Lacking a process for managing, practitioners make up for it through: Strong intuition; Persuasion and favor-asking; Over-dependence on communication skills and personal charisma; and working long hours.
Without a process for managing, practitioners can find themselves: Delegating tasks instead of responsibilities; Managing everything down to the lowest detail; Looking over everyone’s shoulder; Getting frustrated at the pace of accomplishment; Avoiding interaction with management; and dealing with high levels of personal stress.
Thus, the personal price for maintaining a good security program can be higher than it should be. How is this different when a process for managing security is in place?
How a Management Process Should Work
Successful implementation of a process for managing security requires putting aside any bad experiences and poor impressions relating to “process” and taking a close look at how a process can be a highly effective and perceptive tool for managing the security function and reducing risks. A good security management process cannot be a blindly mechanical process. It has to include a perception of the organization and its objectives and resources, its critical functions and assets, and the related security risks. It has to be a tool that, when applied, results in sound and executable risk mitigation strategies and programs. These requirements still fit the general definition of a process.
Definition: A process is a set of steps to take to get consistent results. Thus, a process for managing is a set of steps for getting consistently good results in the work of managing are: decision making, action planning and organizational establishment (putting people and functions in place).
A security management process should also be implemented in a way that prevents backsliding. This means that when the security management process is implemented as a business process, it should result in a security management system that is self-correcting and also improves over time. It would be a self-managing system that takes into account changes to the organization and to the risk picture. When run according to design, it should result in reducing security risks to an acceptable level at an acceptable cost, in a manner that is harmonious to the organization (see chart, right).
The process depicted in the Security Management Process diagram can be implemented as an organizational framework for managing and advancing security. To see how that works requires looking more closely at what a management system is.
A management system is a process for decision making and action planning to achieve intended results in accordance with an organization’s overall policies and objectives. A management system is often also called a framework.
Definition: A framework is a structure that supports or contains something.
There are two aspects of “framework” to a management system: The management system model is a conceptual framework containing ideas that guide decision making and action planning. It is what enables the participants in the management process to “be on the same page” and interact effectively.
Once implemented, a management system provides an organizational framework that consists of organizational elements required for effective management.
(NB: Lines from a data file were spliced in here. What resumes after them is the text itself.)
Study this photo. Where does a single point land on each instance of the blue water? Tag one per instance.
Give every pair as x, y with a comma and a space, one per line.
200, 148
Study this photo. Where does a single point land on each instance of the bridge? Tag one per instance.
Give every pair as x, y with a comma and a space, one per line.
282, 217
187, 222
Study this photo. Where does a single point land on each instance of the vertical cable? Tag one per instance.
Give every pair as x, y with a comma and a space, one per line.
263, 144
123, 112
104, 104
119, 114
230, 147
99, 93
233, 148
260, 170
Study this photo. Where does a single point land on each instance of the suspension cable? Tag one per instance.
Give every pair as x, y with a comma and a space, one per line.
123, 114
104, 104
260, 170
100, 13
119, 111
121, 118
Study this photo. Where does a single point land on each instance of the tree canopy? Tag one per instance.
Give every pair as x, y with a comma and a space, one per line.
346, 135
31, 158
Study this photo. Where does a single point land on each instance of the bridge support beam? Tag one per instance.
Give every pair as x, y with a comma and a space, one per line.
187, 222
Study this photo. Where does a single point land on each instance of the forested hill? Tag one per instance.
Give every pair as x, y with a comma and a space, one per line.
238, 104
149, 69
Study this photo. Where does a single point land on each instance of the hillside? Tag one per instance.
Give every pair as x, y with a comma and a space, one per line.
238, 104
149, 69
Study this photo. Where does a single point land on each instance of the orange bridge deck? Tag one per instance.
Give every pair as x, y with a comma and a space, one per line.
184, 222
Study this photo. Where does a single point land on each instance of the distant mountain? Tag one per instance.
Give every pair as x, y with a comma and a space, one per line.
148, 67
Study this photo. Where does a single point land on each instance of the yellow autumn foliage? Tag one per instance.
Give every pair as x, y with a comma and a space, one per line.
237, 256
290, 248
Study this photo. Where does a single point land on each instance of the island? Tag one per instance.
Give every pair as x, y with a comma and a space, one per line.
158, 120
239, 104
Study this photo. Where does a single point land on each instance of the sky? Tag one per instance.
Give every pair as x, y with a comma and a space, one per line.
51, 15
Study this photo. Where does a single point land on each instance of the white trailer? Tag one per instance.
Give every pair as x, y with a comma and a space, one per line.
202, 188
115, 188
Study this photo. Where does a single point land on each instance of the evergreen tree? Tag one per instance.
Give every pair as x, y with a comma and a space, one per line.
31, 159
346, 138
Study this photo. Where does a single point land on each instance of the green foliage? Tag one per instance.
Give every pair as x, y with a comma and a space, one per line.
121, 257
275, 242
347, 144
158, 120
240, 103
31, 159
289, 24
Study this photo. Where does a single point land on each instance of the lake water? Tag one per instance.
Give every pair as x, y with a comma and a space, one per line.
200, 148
These elements include management commitment, people in organizational positions with assigned roles and responsibilities, management-approved objectives and senior policy to set direction that is consistent with the organization’s overall policies and objectives. Implementing these elements as part of a management system has a major stress-relief effect, as it shifts many of the burdensome aspects of managing security off the shoulders of the security practitioner and onto an organizational framework that is designed to deal with them.